HMS Exeter (68) was the second and last York-class heavy cruiser built for the Royal Navy during the late 1920s. Aside from a temporary deployment with the Mediterranean Fleet during the Abyssinia Crisis of 1935–36, she spent the bulk of the 1930s assigned to the Atlantic Fleet or the North America and West Indies Station. When World War II began in September 1939, the cruiser was assigned to patrol South American waters against German commerce raiders. Then the Exeter was one of three British cruisers that fought the German pocket battleship, the Admiral Graf Spee, later that year in the Battle of the River Plate. She was severely damaged during the battle, and she was in the shipyard for over a year.

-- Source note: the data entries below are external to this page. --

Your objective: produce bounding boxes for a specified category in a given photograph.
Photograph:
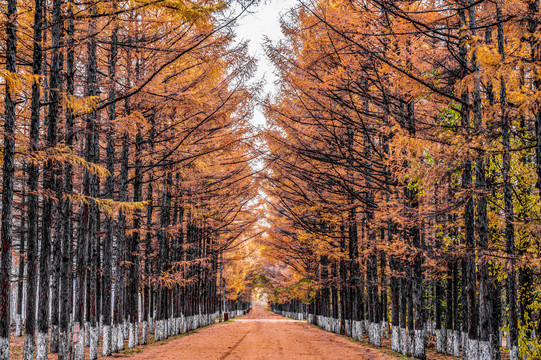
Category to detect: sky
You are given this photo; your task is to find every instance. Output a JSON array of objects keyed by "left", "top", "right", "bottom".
[{"left": 236, "top": 0, "right": 296, "bottom": 126}]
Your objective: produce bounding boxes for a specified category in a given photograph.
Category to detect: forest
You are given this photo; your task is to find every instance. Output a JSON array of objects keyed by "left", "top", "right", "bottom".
[{"left": 0, "top": 0, "right": 541, "bottom": 360}]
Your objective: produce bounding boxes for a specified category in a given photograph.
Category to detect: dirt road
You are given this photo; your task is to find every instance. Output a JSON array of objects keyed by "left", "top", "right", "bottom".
[{"left": 118, "top": 306, "right": 396, "bottom": 360}]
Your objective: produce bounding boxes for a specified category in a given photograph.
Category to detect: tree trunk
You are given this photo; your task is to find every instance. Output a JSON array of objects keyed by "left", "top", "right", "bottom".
[
  {"left": 0, "top": 0, "right": 17, "bottom": 352},
  {"left": 23, "top": 0, "right": 43, "bottom": 360}
]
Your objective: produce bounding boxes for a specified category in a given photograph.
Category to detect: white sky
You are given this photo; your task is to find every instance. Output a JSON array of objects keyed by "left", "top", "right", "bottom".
[{"left": 236, "top": 0, "right": 296, "bottom": 126}]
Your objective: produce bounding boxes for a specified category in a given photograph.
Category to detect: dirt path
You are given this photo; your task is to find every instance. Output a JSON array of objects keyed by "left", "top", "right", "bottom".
[{"left": 116, "top": 306, "right": 396, "bottom": 360}]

After her repairs were completed, the ship spent most of 1941 on convoy escort duties before she was transferred to the Far East after the start of the Pacific War in December. The Exeter was generally assigned to escorting convoys to and from Singapore during the Malayan Campaign, and she continued on those duties in early February 1942 as the Japanese prepared to invade the Dutch East Indies. Later that month, she was assigned to the Striking Force of the joint American-British-Dutch-Australian Command (ABDACOM), and she took on a more active role in the defence of the Dutch East Indies. The culmination of this was her engagement in the Battle of the Java Sea later in the month as the Allies attempted to intercept several Imperial Japanese Navy invasion convoys. The Exeter was crippled early in the battle, and she did not play much of a role as she withdrew. Two days later, she attempted to escape inbound Japanese forces, but she was intercepted and sunk by Japanese ships at the beginning of March in the Second Battle of the Java Sea.

Most of her crewmen survived the sinking and were rescued by the Japanese. About a quarter of them died during Japanese captivity. Her wreck was discovered in early 2007, and it was declared a war grave, but by 2016 her remains had been destroyed by illegal salvagers.